“Ace and Awesome”
At one time I would've given almost anything to be a late bloomer and not asexual. I wanted so badly to fit in that I would have given up this beautiful part of me in a second. But the more I've grown into this identity, the more I lean into how much it makes up the core of who I am and the less I want to be allosexual.
When I was younger, being different was a burden. When my friends were exploring their sexuality, I was reading books trying to understand what was happening to them. I made jokes, and made up crushes, and talked about how hot actors were, knowing deep inside that a piece of the puzzle was missing for me. Now that I have the gift of getting older, I've realized that I'm not just a late bloomer. Being asexual informs the way I interact with the world, and how I want the world to interact with me. It's freeing to know that about myself.
It took me years to first, find the term "asexual"; second, to apply that term to myself in an unequivocal way; third, to claim a space in the queer community; and fourth, to finally feel proud of my identity. But there are gatekeepers who would love to strip that pride from me, would love to deny me a place in the queer community. Because of this, where Pride should be about celebrating queer identity among my fellow queer siblings, it subsequently becomes a bit fraught.
This was my first year attending NYC Pride. Until this year, I was content to see pictures of friends and the interesting people they encountered, but this year it felt important for me to go in a way that it never has before. I don't know if it's because of the state of the US, or that I found a community of fellow asexuals on Twitter, or that I'm more in tune with queer issues than ever before, or a combination of it all, but I knew I had to be there.

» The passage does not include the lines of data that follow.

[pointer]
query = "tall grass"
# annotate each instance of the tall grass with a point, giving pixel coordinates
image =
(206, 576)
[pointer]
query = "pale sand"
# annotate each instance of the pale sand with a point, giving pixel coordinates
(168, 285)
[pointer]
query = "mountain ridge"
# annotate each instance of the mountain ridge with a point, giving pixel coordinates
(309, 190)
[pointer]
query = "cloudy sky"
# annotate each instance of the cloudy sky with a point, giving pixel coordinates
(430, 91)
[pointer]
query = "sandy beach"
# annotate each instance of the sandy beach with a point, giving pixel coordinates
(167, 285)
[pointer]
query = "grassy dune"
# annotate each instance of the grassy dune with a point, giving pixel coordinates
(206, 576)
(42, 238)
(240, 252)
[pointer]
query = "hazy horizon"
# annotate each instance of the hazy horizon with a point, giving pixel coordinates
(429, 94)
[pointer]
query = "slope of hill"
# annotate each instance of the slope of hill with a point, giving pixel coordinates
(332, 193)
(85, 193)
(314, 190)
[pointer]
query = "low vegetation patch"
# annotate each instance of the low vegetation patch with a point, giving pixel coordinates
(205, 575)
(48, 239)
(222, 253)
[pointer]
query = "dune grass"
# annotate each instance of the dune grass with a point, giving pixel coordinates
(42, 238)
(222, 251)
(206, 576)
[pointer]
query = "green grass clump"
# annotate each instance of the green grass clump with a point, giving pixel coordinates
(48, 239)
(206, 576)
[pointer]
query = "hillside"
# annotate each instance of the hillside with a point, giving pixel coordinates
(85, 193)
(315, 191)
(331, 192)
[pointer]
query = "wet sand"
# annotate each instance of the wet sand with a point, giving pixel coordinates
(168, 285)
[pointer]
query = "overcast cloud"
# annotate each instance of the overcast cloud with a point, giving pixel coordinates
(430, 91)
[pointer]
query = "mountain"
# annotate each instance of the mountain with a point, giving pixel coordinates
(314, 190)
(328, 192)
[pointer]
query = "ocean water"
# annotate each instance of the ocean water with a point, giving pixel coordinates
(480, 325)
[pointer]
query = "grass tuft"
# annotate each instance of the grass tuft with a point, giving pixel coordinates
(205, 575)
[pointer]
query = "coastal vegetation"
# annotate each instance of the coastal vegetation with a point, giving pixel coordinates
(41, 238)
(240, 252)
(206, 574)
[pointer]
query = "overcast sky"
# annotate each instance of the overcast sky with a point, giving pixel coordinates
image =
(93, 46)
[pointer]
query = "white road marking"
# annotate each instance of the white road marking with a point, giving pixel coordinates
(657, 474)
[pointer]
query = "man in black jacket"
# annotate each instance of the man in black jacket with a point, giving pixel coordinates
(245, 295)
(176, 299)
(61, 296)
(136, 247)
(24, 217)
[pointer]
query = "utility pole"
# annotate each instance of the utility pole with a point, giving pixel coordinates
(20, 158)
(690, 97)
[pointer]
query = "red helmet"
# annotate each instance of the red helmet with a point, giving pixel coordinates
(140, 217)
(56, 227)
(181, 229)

Leading up to the parade, I spent a week making rainbow flower crowns for my friend and me. I bought a t-shirt that says "Ace and Awesome" with a cute axolotl holding the ace pride flag on it. I spent the week before Pride feeling a mixture of excitement and trepidation.

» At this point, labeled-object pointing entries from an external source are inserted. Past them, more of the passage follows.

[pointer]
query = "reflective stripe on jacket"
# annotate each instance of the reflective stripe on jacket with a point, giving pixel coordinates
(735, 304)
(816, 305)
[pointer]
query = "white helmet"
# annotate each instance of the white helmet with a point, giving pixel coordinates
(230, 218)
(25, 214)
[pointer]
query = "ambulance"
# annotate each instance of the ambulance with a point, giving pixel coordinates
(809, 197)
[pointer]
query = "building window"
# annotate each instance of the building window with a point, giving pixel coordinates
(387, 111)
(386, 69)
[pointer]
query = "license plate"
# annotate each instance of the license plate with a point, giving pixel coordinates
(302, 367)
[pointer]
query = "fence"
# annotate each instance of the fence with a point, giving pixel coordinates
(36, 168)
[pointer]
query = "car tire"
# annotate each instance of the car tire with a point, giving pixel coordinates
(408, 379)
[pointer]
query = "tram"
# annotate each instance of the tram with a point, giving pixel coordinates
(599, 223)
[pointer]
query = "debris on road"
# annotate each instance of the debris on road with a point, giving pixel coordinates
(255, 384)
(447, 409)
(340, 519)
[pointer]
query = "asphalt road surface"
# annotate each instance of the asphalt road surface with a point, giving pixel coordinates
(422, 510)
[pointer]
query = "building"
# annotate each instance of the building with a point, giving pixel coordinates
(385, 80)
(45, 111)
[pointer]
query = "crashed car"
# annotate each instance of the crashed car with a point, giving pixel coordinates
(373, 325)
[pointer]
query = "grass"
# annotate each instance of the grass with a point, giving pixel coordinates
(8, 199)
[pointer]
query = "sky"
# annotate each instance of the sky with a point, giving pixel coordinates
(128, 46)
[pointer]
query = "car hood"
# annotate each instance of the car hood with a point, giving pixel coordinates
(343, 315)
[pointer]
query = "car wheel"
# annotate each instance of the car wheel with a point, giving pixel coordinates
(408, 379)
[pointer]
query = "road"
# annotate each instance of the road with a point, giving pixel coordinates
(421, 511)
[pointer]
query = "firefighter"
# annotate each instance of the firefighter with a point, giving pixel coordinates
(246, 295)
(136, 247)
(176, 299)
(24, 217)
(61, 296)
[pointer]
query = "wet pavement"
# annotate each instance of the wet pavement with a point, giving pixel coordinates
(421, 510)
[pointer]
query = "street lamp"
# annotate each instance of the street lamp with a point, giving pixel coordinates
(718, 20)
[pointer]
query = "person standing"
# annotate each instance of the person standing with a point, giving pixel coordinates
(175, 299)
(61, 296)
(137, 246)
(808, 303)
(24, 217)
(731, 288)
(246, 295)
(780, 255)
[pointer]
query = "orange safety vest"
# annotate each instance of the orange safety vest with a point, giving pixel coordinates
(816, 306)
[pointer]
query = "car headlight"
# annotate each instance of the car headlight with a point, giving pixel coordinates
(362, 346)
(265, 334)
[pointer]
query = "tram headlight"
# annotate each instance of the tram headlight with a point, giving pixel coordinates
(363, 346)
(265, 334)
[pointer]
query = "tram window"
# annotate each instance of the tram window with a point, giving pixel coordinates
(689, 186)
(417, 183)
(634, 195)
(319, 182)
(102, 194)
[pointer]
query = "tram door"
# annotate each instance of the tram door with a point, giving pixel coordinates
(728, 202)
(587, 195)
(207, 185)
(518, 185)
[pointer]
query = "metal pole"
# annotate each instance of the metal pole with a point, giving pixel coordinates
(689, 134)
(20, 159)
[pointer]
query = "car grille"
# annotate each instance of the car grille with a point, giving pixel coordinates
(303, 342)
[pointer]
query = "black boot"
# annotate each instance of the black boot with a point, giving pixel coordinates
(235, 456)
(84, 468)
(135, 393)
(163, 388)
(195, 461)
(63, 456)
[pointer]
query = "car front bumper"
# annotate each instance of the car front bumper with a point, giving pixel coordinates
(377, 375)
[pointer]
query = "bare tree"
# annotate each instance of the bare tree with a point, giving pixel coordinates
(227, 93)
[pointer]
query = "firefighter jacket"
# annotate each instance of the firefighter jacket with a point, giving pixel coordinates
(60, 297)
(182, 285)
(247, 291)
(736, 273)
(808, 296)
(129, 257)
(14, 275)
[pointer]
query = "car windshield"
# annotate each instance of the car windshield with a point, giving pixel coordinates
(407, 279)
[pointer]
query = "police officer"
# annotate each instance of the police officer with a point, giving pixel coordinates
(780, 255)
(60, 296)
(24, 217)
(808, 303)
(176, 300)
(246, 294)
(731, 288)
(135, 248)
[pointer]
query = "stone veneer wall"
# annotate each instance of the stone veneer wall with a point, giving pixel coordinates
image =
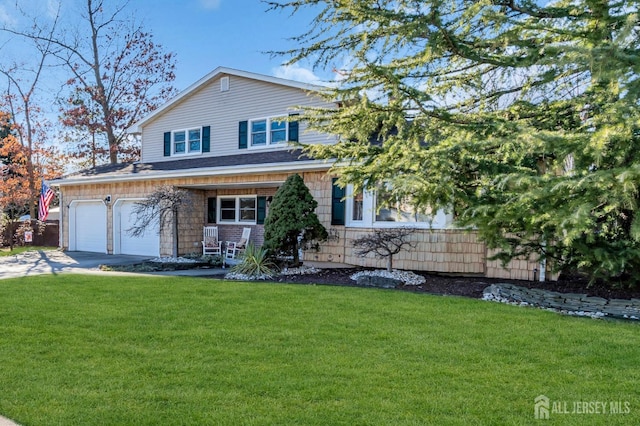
(438, 250)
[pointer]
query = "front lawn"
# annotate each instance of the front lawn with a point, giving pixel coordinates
(94, 350)
(6, 251)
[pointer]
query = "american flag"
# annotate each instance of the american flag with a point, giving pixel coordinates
(46, 195)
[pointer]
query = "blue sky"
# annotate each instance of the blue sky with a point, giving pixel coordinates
(206, 34)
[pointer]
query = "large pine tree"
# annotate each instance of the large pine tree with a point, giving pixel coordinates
(521, 116)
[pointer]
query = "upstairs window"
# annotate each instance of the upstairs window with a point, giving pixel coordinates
(259, 133)
(380, 208)
(187, 141)
(268, 131)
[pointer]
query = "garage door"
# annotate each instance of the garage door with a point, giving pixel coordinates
(89, 226)
(145, 245)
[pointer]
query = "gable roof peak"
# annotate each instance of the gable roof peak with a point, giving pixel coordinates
(219, 72)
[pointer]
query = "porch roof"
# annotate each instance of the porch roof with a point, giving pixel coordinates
(250, 163)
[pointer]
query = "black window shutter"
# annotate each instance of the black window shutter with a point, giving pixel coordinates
(261, 210)
(337, 204)
(211, 210)
(242, 135)
(293, 129)
(167, 144)
(206, 138)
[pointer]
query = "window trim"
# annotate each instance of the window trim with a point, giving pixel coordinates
(440, 220)
(187, 143)
(268, 131)
(237, 209)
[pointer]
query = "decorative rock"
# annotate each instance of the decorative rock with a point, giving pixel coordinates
(378, 281)
(568, 303)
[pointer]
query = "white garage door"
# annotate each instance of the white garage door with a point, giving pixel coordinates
(89, 227)
(145, 245)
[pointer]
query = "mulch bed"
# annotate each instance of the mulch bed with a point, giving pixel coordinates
(465, 286)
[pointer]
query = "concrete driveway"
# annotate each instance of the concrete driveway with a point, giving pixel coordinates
(56, 261)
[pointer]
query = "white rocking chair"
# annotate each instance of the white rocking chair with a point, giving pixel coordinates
(211, 245)
(233, 248)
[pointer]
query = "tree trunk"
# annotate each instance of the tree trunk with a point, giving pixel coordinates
(175, 233)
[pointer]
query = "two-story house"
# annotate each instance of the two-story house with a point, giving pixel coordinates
(224, 140)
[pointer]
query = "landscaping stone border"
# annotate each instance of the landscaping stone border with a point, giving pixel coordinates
(570, 303)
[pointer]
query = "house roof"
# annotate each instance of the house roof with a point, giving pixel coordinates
(240, 164)
(220, 71)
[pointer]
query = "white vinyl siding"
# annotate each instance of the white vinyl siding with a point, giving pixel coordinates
(245, 100)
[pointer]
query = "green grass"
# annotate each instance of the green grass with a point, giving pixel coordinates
(5, 251)
(85, 350)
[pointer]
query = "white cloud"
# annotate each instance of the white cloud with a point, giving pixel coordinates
(210, 4)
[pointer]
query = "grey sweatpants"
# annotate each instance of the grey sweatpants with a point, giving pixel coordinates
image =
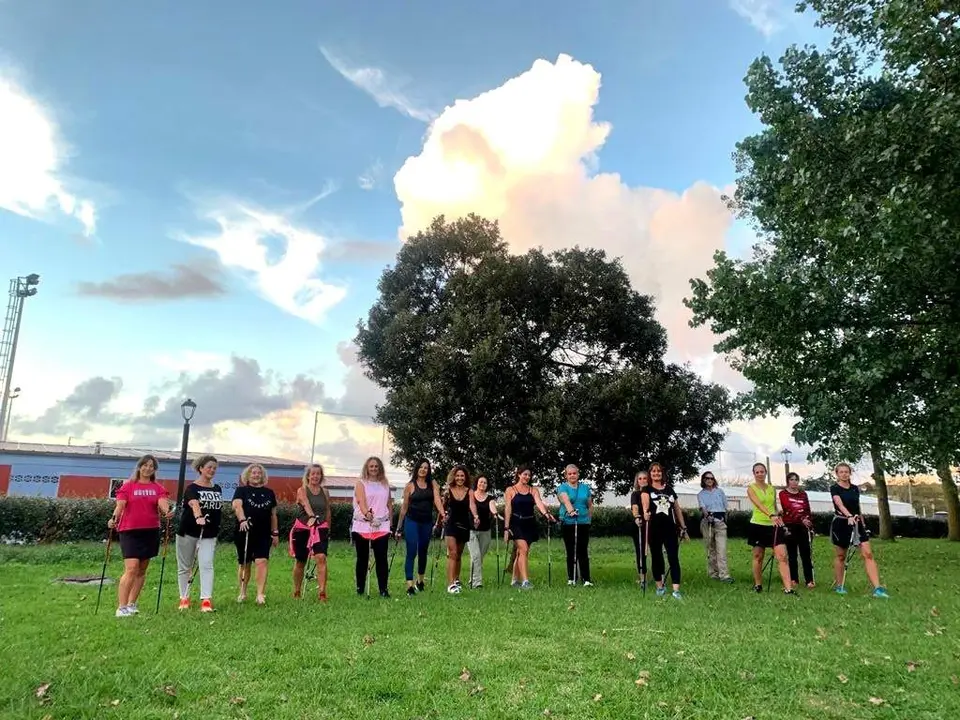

I'm constantly torn between loving who I am and seeing pushback from those who want to exclude me. Before heading out to Pride, someone on Twitter complained about how aces don't belong at Pride because we're "not queer." It hurt. It made me angry. It made me debate whether or not to stay home because I didn't want to experience that pushback in real life.
I went to Pride anyway, but I found ways to make myself smaller in the process.
The flower crowns were rainbows, not the black, purple, gray, and white that make up the ace flag. I kept my t-shirt covered by a sweatshirt until we got there, and then I spent most of my time pressed against the barriers, hiding it. I bought a rainbow flag while we were there, while my friend proudly flew her ace flag.
In a sea of fellow queer folk, I wanted people to look at me and see how much I belonged there, too, but I was afraid to claim that space.
A woman next to us at the barricade asked my friend about her ace pride flag. I held my breath, wondering if this was going to be the moment when hate was spewed, but the other woman just nodded when my friend explained what it was for. The woman's sunglasses hid what she was thinking, and I wished I could see her eyes. I wanted to see acceptance reflected in them. All I got was a simple nod.
It's hard to have conversations about asexuality in real life, because when people hear "asexual," their minds automatically go to the act of sex. It's hard to get someone to understand the absence of a feeling, especially when that feeling is assumed to be universal. People get defensive, dismissive, un-hearing. It's especially difficult because sex, particularly queer sex, is vilified by society, and when there is someone standing in front of them, challenging the universality of sexual attraction, not everyone wants to listen.
We didn't stay for the entire parade, but during the time we were there, I only saw one ace person marching in a musical group. She had "asexy" written on her arm. I don't know what that word means to her, but to me it's another way for aces to make themselves smaller, to try to fit into a world that prizes sex more than almost anything. I know there are some aces who love applying that term to themselves, but it was a punch in my gut that the only ace person I saw was sporting it.
My friend and I screamed and waved our flags at her as she banged her drum on her way past. She smiled at us, the fatigue of marching evident on her face. I had the strange urge to hug her, to tell her that she's not alone. Then, she was gone.
According to Anthony Bogaert, a psychology professor and researcher at Brock University in Ontario, Canada, an estimated 1% of the world's population is asexual. This seems like both a huge number and also too few to be densely populated in any one area. I'm lucky that I know at least four aces in real life. To have found those four friends, to be able to talk and text and hang out with them, is a real blessing. I don't know that I would have found the courage to attend Pride without them.
Community is incredibly important, especially when you're part of a marginalized group. That's the idealistic side of Pride; it's a vibrant celebration of everything that binds us together despite our differences. We're all part of this beautiful mélange of identities; we should be supporting one another, accepting one another, lifting one another up.
I was almost too afraid to attend Pride, despite desperately wanting to go. My fellow queer friends talked me through the choices, helped me make a decision, and then supported me. The love that surrounds me every day, from friends and from strangers on the internet standing up for and including aces in their discussions, is a gentle reminder that gatekeepers yell louder because they are fewer.
I'm glad I went to Pride this year. I'm glad the experience was such a great one despite being nervous about it. And I look forward to attending again next year.
I've seen the best of what we can be, and it gives me hope.